Pam accompanied Bill on banking trips throughout most of his career. The Rosackers were frequent photo subjects in the pages of this magazine. (I remember one national meeting where Pam popped the SD card out of her own camera and offered it to me after I lost the one in my camera.)

The Marquette years proved to be the appropriate training for the challenge waiting at the Independent State Bank of Minnesota. Hiring the right people, trimming expenses, raising capital, and winning the confidence of regulators proved to be a winning strategy. Rosacker told his board it would take five years to get the bank back on solid footing, a task that actually took about four years.

 

The renaissance

The ag and S&L crises dissipated as the 1990s emerged, and Congress passed two industry reform laws (FIRREA and FDICIA) to mitigate the chances of similar industry turmoil. About that same time, Rosacker had pulled the ISBM through its crisis, truly ushering the bank into a new era. The renaissance was symbolized in 1990 by the bank’s move to the top floors of Bloomington’s 15-story Southpoint Center from the windowless basement of a downtown Minneapolis office tower. And, in 1993, the bank changed its name to United Bankers’ Bank, which importantly freed it to serve banks in states other than Minnesota without sending the mixed marketing messages its old name would have evoked.

“When Bill joined the bank, he provided the leadership we needed. He brought optimism,” Hokans commented. “Bill’s enthusiasm and zest for the business made the difference. Bill touted the enormous difference independent banks gave the communities.

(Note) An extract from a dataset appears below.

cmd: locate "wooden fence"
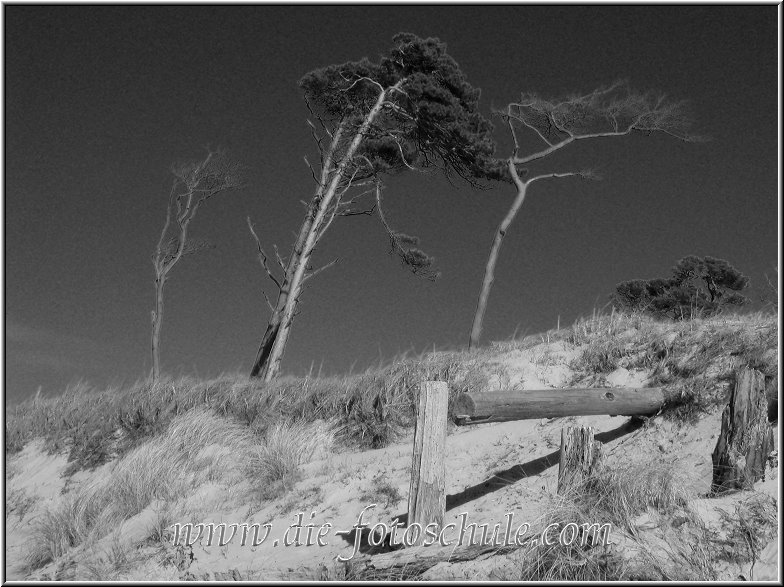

He saw UBB’s potential to contribute to the industry and he had the chutzpah to stick it out.”

Although the banking industry prospered generally unfettered until the economic crisis of 2008, correspondent banking changed substantially in the 1990s and early 2000s. The largest banks cut back on the business, essentially turning it over to the bankers’ banks. “Timing is everything and we came along at a time when the big banks didn’t even want to talk to smaller banks,” said Bostrom, who retired earlier this year. UBB expanded its reach to the Dakotas, Montana, Iowa and Nebraska. When the Independent Bankers Bank of Springfield, Ill., failed in December of 2009, UBB ramped up in Illinois.

Just as the Great Recession was setting in, UBB began servicing banks in Washington, Oregon and Idaho. With many banks clamping down on credit in response to the crisis, UBB found a number of banks that were looking for a new credit partner. Today the Pacific Northwest is a vibrant part of UBB’s market footprint.

Most recently, the bank has added Michigan and Ohio to its customer area with the acquisition of the Great Lakes Bankers Bank. Rosacker had been talking to GLBB leadership about a possible merger. Their services were complementary, GLBB offering compliance consultancy and loan review, while UBB offered investment sales and asset/liability management in addition to HR and bank valuation services. A deal was sealed in 2016.

For Rosacker, the merger was a crowning achievement in his decades-long service to the bankers’ bank. He says United Bankers’ Bank has succeeded because of its focus. “We have stuck to a basic message of providing quality products and services to our customers and always putting them first. We do everything for them,” Rosacker said.

“Over 30 years, we raised close to $40 million in capital,” noted Hokans, who retired in 2014. “That is as validating a comment as you could get that the bankers saw the benefit of what we were trying to do.”

During the last 33 years, Rosacker guided UBB as it grew to more than $900 million in assets from $30 million, 132 employees from fewer than 20, and more than 1,000 customers in 14 states from a couple hundred all in one state.

While Rosacker is retirement age, he said he wants to remain at United Bankers’ Bank at least until its 45th anniversary, which the bank will commemorate in 2020. “I don’t know what I’ll do when I retire,” he says.

“When I say I love community banking, I have four loves: Pam, the two kids and this bank. This bank is really important to me; it’s like seeing a child grow up and become something. We’ve got great people. I argue with some of them, fight with some of them, but we’ve got great people.

“And we’re not a bank. We’re family.”